Tatenda Ngwaru, a Zimbabwean intersex activist and asylum seeker, spoke about her life and work yesterday at a Civic Life Lunch hosted by the Jonathan M. Tisch College of Civic Life. In 2013, Ngwaru founded True Identity, Zimbabwe’s first organization for intersex people.

At the lunch, Ngwaru was accompanied by journalist Robert Tokanel, one of the co-directors of “She’s Not a Boy” (2019), a short documentary that traces Ngwaru’s journey as an intersex woman and activist. Hope Freeman, the director of the LGBT Center and the interim director of the Women’s Center, moderated the conversation. 

The lunch began with a screening of “She’s Not a Boy.” The film described the hardships Ngwaru faced as an intersex person in Zimbabwe, which lacks protections for queer people and where sex between men is prohibited. It also questioned the place of intersex individuals in the LGBTQI community in the United States. When asked if she feels connected to the Pride movement in the film, Ngwaru says she does not feel entirely comfortable within the LGBTQI umbrella.

“Although I do acknowledge what happened here and the history, I was never part of it,” Ngwaru said in the film.

After the screening, Freeman asked Ngwaru about the concerns and demands of intersex people. Ngwaru said invisibility is a major concern of the intersex community, and that its members demand a platform for sharing their stories.

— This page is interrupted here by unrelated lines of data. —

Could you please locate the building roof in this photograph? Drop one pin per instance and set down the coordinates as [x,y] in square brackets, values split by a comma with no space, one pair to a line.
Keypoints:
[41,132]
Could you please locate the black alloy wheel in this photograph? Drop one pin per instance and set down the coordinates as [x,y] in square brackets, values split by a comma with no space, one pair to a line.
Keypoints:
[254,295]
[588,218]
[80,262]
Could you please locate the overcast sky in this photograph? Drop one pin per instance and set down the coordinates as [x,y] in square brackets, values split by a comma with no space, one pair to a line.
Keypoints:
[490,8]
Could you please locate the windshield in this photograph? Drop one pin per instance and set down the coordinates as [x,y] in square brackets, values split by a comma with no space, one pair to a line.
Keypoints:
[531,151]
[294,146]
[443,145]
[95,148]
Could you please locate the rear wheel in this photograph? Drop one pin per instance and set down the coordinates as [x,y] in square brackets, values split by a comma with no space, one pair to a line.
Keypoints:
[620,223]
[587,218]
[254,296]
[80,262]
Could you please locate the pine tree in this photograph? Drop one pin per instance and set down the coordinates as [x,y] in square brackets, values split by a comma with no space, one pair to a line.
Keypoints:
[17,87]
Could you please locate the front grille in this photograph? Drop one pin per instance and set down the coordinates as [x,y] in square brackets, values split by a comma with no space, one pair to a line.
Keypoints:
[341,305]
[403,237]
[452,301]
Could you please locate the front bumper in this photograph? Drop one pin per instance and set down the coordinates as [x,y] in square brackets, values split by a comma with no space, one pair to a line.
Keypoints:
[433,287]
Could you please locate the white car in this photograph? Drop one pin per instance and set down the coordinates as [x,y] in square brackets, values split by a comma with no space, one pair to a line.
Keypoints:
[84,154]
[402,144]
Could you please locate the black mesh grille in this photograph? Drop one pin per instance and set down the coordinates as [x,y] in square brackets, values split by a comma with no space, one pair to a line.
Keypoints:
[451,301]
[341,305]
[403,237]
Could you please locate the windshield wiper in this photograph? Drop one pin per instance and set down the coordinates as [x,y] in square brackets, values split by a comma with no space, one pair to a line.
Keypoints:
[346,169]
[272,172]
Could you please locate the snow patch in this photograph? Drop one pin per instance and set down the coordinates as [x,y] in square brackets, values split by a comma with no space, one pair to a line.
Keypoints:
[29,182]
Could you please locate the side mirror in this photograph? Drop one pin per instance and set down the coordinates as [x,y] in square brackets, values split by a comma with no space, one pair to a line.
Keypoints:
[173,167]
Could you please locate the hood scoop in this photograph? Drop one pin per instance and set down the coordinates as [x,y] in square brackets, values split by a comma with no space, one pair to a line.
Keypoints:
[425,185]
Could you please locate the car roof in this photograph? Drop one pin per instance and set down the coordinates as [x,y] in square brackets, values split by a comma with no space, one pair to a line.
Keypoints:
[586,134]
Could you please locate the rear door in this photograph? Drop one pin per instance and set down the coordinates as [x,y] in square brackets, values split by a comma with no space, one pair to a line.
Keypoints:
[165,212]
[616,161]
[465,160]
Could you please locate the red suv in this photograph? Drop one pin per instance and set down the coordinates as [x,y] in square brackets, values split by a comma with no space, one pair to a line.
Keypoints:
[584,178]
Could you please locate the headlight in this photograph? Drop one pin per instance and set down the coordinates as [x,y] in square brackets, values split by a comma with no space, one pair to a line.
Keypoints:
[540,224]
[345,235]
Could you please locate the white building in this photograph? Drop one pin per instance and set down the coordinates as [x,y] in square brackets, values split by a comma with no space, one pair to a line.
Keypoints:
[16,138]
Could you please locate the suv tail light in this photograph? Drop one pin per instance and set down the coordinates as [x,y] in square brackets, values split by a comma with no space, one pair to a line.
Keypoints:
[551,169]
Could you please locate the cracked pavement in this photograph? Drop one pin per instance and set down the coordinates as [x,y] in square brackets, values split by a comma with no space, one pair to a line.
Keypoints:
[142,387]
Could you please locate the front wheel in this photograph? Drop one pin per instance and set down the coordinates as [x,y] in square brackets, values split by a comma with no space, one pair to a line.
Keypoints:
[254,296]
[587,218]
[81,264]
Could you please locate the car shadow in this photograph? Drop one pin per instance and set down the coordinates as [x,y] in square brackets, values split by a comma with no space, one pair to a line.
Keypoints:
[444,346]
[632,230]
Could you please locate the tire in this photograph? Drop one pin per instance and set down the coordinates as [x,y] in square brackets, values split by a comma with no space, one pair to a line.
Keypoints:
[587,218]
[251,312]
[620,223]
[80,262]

Ngwaru also emphasized her marginalization as a black intersex woman, underscoring that intersectional intersex individuals are most in need of a platform.

True Identity, Ngwaru explained, grew out of a need for intersex visibility. The organization includes transgender people because before Ngwaru realized she was intersex, she conceived of herself as a transgender woman. Currently, no one is running the organization because intersex and queer life is so heavily policed in Zimbabwe.

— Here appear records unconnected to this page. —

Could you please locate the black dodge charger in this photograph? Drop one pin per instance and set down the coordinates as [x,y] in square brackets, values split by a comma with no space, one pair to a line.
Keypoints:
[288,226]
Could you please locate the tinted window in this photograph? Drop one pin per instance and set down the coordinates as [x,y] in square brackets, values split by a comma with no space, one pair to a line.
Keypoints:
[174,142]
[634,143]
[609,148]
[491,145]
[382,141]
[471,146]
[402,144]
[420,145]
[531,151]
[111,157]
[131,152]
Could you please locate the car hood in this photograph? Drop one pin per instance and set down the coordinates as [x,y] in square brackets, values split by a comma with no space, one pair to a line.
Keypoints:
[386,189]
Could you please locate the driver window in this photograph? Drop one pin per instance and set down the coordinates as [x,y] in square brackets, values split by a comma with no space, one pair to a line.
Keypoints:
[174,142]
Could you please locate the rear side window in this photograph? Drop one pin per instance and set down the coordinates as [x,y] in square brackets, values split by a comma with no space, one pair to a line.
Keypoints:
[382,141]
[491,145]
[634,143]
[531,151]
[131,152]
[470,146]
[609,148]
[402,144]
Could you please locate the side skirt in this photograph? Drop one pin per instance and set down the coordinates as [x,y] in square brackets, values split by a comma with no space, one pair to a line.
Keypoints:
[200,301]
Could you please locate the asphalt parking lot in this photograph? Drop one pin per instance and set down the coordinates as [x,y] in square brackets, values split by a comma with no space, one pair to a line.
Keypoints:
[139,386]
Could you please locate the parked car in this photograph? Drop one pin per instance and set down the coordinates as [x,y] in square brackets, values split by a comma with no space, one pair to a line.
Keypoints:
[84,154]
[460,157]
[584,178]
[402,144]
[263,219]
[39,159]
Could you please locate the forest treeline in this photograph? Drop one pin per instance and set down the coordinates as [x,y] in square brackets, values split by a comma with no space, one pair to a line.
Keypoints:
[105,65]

“I feel like I deserted [True Identity] in a way because I wanted to be alive,” Ngwaru said. “No one is strong enough at the moment to carry it through.”

Ngwaru said she has not seen her parents, with whom she is very close, since she left for the U.S. in August 2016. Still, she explained that her work energizes her despite being so far from home. She joked that religion and occasional drinking help her maintain hope.

“I love Jesus, but I drink a little … I speak to my parents every single day, because it’s a reminder of where I come from and how strong that foundation is,” she said. 

Moments in the film revealed a more hopeful side to Ngwaru’s story. 

"I am a black woman, I am an immigrant and I'm an intersex woman,” she said. “That is something that is just built automatically to destroy me, but from that, I rise."

She echoed this sentiment in her talk at Tufts.

“When I made the decision to tell my story and be an open book, it’s a responsibility that I took, that I want to see myself following through with, and I don’t want to ever leave it,” she said. “That is the reason why I was born the woman that I am, [to] tell stories, so that I can be a topic in people’s living rooms, and so that … I can change people’s minds for the better.”